Phase supports this via optional world and scorer overrides. When set, a phase uses its own simulator instead of the Study-level default. Here the cheap surrogate draws only 50 posterior samples (fast but noisy CRPS estimates), while the validation phase draws 2 000:

    # Cheap surrogate: only 50 posterior draws (fast, noisier scores)
    cheap_world = BayesianRegressionSimulator(n_samples=50)
    # Expensive model: 2000 posterior draws (slow, precise scores)
    expensive_world = BayesianRegressionSimulator(n_samples=2000)

    # Phase-level scorer override: use a separate scorer for screening
    screen_scorer = BayesianRegressionScorer()
    validate_scorer = BayesianRegressionScorer()

    grid = build_grid(factors, method="lhs", n_samples=60, seed=42)
    for cfg in grid:
        cfg["n_obs"] = round(cfg["n_obs"])

    study = Study(
        world=expensive_world,
        scorer=validate_scorer,
        observables=observables,
        phases=[
            # Phase 1: screen with cheap world AND its own scorer
            Phase(
                name="screen",
                grid=grid,
                world=cheap_world,
                scorer=screen_scorer,
                filter_fn=top_k_pareto_filter(k=10),
            ),
            # Phase 2: validate top 10 with the expensive model + default scorer
            Phase(name="validate", grid="carry"),
        ],
        annotations=[compute_cost],
    )
    study.run()

    screen_r = study.results("screen")
    validate_r = study.results("validate")
    print("\nMulti-fidelity study:")
    print(f"  Screen phase:   {screen_r.scores.shape[0]} designs (50 draws)")
    print(f"  Validate phase: {validate_r.scores.shape[0]} designs (2000 draws)")

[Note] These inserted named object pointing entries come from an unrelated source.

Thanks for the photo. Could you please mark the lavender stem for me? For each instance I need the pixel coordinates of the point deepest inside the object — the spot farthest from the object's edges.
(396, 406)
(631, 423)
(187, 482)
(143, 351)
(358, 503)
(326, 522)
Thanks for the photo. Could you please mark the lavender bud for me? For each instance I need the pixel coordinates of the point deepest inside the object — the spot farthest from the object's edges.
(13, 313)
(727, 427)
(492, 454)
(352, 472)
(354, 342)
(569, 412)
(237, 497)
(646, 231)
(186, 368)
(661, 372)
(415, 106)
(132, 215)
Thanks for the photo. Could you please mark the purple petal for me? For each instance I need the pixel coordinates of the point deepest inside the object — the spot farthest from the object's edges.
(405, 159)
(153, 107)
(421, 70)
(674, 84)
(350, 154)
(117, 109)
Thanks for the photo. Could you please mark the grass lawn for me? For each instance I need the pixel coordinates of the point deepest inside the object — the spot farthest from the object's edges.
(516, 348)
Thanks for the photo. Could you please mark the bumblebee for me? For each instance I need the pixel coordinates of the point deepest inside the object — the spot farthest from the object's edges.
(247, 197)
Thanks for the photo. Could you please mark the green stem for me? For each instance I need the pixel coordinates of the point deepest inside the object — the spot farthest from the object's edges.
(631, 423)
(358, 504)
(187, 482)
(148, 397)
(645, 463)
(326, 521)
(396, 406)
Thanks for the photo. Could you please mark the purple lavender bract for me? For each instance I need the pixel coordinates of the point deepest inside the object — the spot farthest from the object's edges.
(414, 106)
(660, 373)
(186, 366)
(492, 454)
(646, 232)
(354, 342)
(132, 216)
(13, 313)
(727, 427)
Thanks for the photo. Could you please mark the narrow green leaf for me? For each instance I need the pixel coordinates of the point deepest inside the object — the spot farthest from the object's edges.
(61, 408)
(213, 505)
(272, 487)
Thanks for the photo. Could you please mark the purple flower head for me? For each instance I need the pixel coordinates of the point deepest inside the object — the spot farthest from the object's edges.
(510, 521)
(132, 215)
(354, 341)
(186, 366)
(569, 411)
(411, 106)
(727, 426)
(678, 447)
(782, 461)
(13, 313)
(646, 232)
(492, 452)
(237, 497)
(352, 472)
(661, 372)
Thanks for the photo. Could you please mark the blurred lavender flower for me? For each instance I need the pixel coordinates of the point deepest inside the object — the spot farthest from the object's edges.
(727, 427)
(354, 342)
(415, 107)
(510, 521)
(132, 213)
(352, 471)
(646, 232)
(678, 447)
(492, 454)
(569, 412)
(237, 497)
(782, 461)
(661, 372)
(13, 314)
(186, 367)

    directions = [o.direction for o in observables]
    weights = [o.weight for o in observables]
    front_idx = extract_front(validate_r.scores, directions, weights)
    print(f"  Final Pareto front: {len(front_idx)} designs")

The Study orchestrates both phases: the first screens 60 designs with the cheap surrogate and keeps the top 10 by Pareto rank, then the second re-evaluates those 10 designs with the expensive model.

This pattern applies whenever fidelity is a computational strategy rather than a design factor:

  • Epidemiology — screen surveillance designs with a deterministic ODE model, validate the best with a stochastic agent-based model.
  • Engineering — coarse mesh for broad exploration, fine mesh for the Pareto front.
  • Forecast model grading — fast approximate inference for screening, full HMC for final assessment.

What to try next

  • Try stack_bayesian() on models that expose log-likelihood (requires arviz).
  • Add more phases to the Study — e.g. a third phase that re-evaluates with even higher fidelity.
  • Experiment with different weighted_sum_filter weight vectors to explore different trade-off preferences.